# Realestate Rental ROI Prediction - Loading Dataset using Snowpark Python


## Loading Real Estates Ads into Snowflake

### Import the dependencies and connect to Snowflake

In [None]:
# Snowpark
from snowflake.snowpark import Session
from snowflake.snowpark.types import *
from snowflake.snowpark.functions import *

# Print the version of Snowpark we are using
from importlib.metadata import version
version('snowflake_snowpark_python')

In [None]:
# Other
import json

**Before connecting make sure you have updated creds.json with information for your Snowflake account**

In [None]:
with open('creds.json') as f:
    connection_parameters = json.load(f)

In [None]:
session = Session.builder.configs(connection_parameters).create()

The **get_** functions can be use to get information about the current database, schema, role etc

In [None]:
print(f"Current schema: {session.get_fully_qualified_current_schema()}, current role: {session.get_current_role()}, current warehouse:  {session.get_current_warehouse()}")

### Define Staging Area and the Schema for the transaction table

Using SQL we can create a internal stage and then use the **put** function to uplad the **realestatesads.csv.gz** file to it.

In [None]:
stage_name = "REAL_ESTATE_DATA"
# Create a internal staging area for uploading the source file
session.sql(f"CREATE or replace STAGE {stage_name}").collect()
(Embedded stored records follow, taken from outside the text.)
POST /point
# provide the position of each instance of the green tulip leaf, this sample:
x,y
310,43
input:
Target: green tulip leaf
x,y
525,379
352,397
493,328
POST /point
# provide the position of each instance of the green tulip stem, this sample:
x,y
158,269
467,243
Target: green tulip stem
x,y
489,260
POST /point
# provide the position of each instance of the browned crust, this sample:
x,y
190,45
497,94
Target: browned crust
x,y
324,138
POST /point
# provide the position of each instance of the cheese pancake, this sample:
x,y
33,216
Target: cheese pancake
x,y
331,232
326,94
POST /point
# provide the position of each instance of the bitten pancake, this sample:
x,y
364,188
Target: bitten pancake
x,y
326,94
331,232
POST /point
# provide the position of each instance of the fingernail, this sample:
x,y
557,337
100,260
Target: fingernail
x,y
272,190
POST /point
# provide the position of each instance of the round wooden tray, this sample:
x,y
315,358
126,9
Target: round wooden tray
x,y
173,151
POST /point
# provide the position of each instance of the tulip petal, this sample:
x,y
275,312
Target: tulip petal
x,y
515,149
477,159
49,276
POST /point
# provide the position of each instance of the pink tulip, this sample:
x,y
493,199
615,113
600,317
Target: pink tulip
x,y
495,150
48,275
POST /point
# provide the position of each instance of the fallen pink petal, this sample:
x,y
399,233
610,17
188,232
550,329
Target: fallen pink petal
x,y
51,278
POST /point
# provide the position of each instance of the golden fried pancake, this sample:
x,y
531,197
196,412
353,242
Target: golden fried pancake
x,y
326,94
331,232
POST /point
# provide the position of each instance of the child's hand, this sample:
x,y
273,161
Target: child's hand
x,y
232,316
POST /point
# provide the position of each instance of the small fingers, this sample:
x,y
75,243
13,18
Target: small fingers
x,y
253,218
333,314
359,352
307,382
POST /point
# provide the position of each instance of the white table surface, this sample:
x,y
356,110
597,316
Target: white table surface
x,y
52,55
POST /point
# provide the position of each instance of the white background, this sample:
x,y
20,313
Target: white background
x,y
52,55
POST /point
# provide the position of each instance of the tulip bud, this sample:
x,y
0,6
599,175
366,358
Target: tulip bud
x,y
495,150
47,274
# Upload the source file to the stage
putResult = session.file.put("data/realestatesads.csv.gz", f"@{stage_name}", auto_compress=False)

putResult

Define the schma for our **ADS** table

In [None]:
# Define the schema for the ADS table
df_ADS_Schema = StructType(
    [
        StructField("ADS_ID", IntegerType()),                          
        StructField("ADS_CATEGORY_NAME", StringType()),              
        StructField("ADS_FIRST_PUBLICATION_DATE", TimestampType()),  
        StructField("ADS_INDEX_DATE", TimestampType()),              
        StructField("ADS_SUBJECT", StringType()),                    
        StructField("ADS_PRICE", FloatType()),                       
        StructField("ADS_GEO_CITY", StringType()),                   
        StructField("ADS_GEO_ZIPCODE", StringType()),                
        StructField("ADS_GEO_LAT", FloatType()),                     
        StructField("ADS_GEO_LNG", FloatType()),                     
        StructField("ADS_OPT_URGENT", BooleanType()),                
        StructField("ADS_OWNER_TYPE", StringType()),                
        StructField("ADS_ATTR_REAL_ESTATE_TYPE", StringType()),     
        StructField("ADS_ATTR_ROOMS", IntegerType()),                  
        StructField("ADS_ATTR_SQUARE", IntegerType()),                 
        StructField("ADS_ATTR_GES", StringType()),                   
        StructField("ADS_ATTR_ENERGY_RATE", StringType()),           
        StructField("ADS_ATTR_FAI_INCLUDED", StringType()),          
        StructField("ADS_ATTR_CHARGES_INCLUDED", StringType()),      
        StructField("ADS_ATTR_FURNISHED", StringType()),             
        StructField("ADS_CODEINSEE", StringType())               
    ]
)



Load the **realestatesads.csv.gz** to a DataFrame reader and save into a table

In [None]:
# Crete a reader
df_Reader = session.read.schema(df_ADS_Schema)

# Get the data into the data frame
df_ADS = df_Reader.csv(f"@{stage_name}/realestatesads.csv.gz")

In [None]:
# Write the dataframe in a table
ret = df_ADS.write.mode("overwrite").saveAsTable("ADS")
ret


Chek the result

In [None]:
import pandas as pd
ADS_df_Raw = session.table("ADS").filter(col("ADS_CATEGORY_NAME") ==  "Locations" )
pd.DataFrame(ADS_df_Raw.limit(10).collect())